Wednesday, May 20, 2009

How Do You Plead?

The Léger Committee, which is considering reform of the penal code, will recommend allowing guilty pleas to more serious crimes (they are already allowed for the lesser crimes heard by le tribunal correctionnel as opposed to la cour des assises). The objective is to shorten trials (which will still be required, unlike in the U.S.) and thus alleviate pressure on the criminal courts.

To American eyes, it's almost impossible to imagine how a judicial system functions without the possibility of guilty pleas--and the plea bargaining that goes along with them. Curiously, I have yet to see a discussion of plea bargaining in any of the press articles concerning the committee's recommendation. Plea bargaining is an essential tool of prosecutors. A defendant is allowed to plead guilty to a lesser charge in exchange for cooperation needed to pursue confederates in crime. Surely the French watch enough American TV crime shows to appreciate how the system works--and is sometimes abused.

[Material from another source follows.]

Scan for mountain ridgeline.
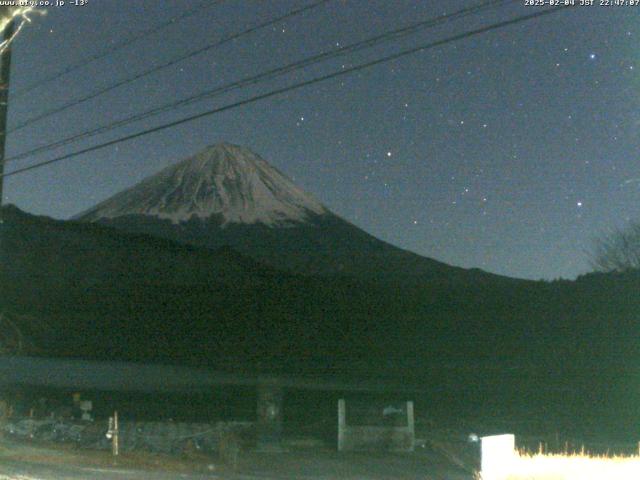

Commentary by a noted jurist here.

1 comment:

MYOS said...

Based on that article, the "person of interest" or the officially-charged and suspected is NOT allowed to have an attorney present while being interrogated by the police?
Did I read that right???

Right now, the big scandal du jour is that philosophy teacher who, witnessing an ID check, said loudly "Pikaboo Sarkozy!" It was in the middle of a crowd in the Marseille train station and he's charged for "disrupting the peace" and such and others. To top it off, he has been found guilty and fined $100.